His love was a devotion. Not an accommodating, unquestioning devotion like that to a saint. His was a laborious one, akin to that of a scientist in his life-long search for the cure of an incurable disease. Working at it day and night, out of an unbounded, selfless love for what he does. My husband left a stable job and crossed the ocean, embracing the unknown. In the process, he gained two daughters, learned another language and restored my belief in life – perhaps his greatest achievement.

I told him that night that I needed one day to think about it.

“You know we are doing it lock, stock and barrel, right”? that was my answer, not entirely aware of what that would eventually entail. He smiled a broad smile, transfixed by my answer. I smiled back.

The Mission Ranch

Endless, I thought, looking at the man drinking beer. The legs were so disproportioned to the rest of the body! The silvery grey hair was tied in a ponytail and he was wearing frayed baggy jeans and cowboy boots that had seen better days. Out of one of his Western movies, one would surmise. I thought about telling Bill but then decided no, it could not be Clint Eastwood. The man looked too aged and mundane to be him. Besides, Clint would not have been left alone all the time with so many admirers around. Some people were there just to see him. My mind drifted back to Bill’s words. His small eyes speaking of dreams. It was July 2001. We were at The Mission Ranch restaurant at Clint Eastwood’s ranch in Carmel, California, on a special mission.

There are so many memorable parts to that day. One that remains vivid in my memory is the dramatic scenery at The Mission Ranch. The light filtering the branches of the old oaks in an intricate lace-like pattern. The waves breaking again and again against the coastal rocks in wild bursts of foam. The cypress trees leaning away from the wind. We watched the sun go down and paint the sky in golden oranges, pinks and purples. The first tiny silver stars.

It was not the words but rather the slight tremor in his voice.  The tilt of his head. The steady hand. All those signs I would later recognize as a trademark of his wholesomeness. We drank a Pinot Noir from a local winery which we would frequently revisit on special occasions. His voice was ceremonious. I averted his eyes for a minute. Why couldn’t Disaster, in a rare exception to the rule, be merciful and announce itself before the hour? I still could run away and catch the next train back to oblivion. The great revelation did not come then. Like the slow, off-kilter Bossa Nova played on the piano by an unsuspecting guest, it was intangible.

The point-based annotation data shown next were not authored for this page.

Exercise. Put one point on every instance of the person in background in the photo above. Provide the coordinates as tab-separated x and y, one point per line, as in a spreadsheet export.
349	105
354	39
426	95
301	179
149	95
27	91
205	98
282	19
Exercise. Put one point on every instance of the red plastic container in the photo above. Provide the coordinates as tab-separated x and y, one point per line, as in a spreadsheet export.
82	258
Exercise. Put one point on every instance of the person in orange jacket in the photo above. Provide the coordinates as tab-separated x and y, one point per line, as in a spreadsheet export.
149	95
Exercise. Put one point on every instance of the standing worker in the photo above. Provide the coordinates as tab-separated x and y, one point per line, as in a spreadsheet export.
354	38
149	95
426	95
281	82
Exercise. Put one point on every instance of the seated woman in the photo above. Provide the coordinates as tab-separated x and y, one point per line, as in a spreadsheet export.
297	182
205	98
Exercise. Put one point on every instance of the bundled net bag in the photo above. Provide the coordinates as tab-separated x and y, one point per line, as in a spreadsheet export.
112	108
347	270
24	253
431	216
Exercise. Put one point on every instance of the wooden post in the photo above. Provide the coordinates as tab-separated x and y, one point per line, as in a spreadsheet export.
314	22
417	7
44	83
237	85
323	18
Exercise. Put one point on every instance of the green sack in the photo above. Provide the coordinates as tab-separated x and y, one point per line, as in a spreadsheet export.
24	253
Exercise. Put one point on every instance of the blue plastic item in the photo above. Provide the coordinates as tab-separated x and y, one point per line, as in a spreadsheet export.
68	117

It is a curious trait of human nature that one’s eyes can trick one’s mind (or is it vice versa?) so easily: it turned out that I was wrong about some things that day. There was no need to be so afraid. I was also wrong about the man at the bar: he was Clint Eastwood, endless legs, old boots and all. I found out at the restroom when I heard a girl on the phone announcing hysterically: “OMG Mom, you won’t believe this but I swear I’ve just seen Clint Eastwood at the bar!”.

OMG indeed.

We go back to The Mission Ranch whenever we are in California and rekindle that day. My innermost fears and hopes, the glint in my husband’s small eyes.  We also try to sit at that same table across from the bar where I saw Clint Eastwood but we never saw him again.


Many years ago when I was studying language acquisition, I learned Krashen’s theory of second language learning. It consists of five main hypotheses.  One of them is the “affective filter hypothesis”, which suggests that learner’s ability is affected negatively when they are experiencing emotions such as fear or embarrassment.

Sometimes I have the impression that my language skills are deteriorating rather than improving.  It is not a matter of aging, but rather the so-called affective filter hypothesis. I still recall that, as a child, I used to stutter when my mom scolded me. I am a grown adult but I still stutter, especially when I feel unfairly challenged. I also speak more slowly and tend to pause at the end of the sentence, as if waiting for the last word.

For me, language is deeply connected to the maternal self. The mother tongue, the mother country. How ironical that I keep wanting to go back to my mother tongue, when I used to be a foreign language teacher.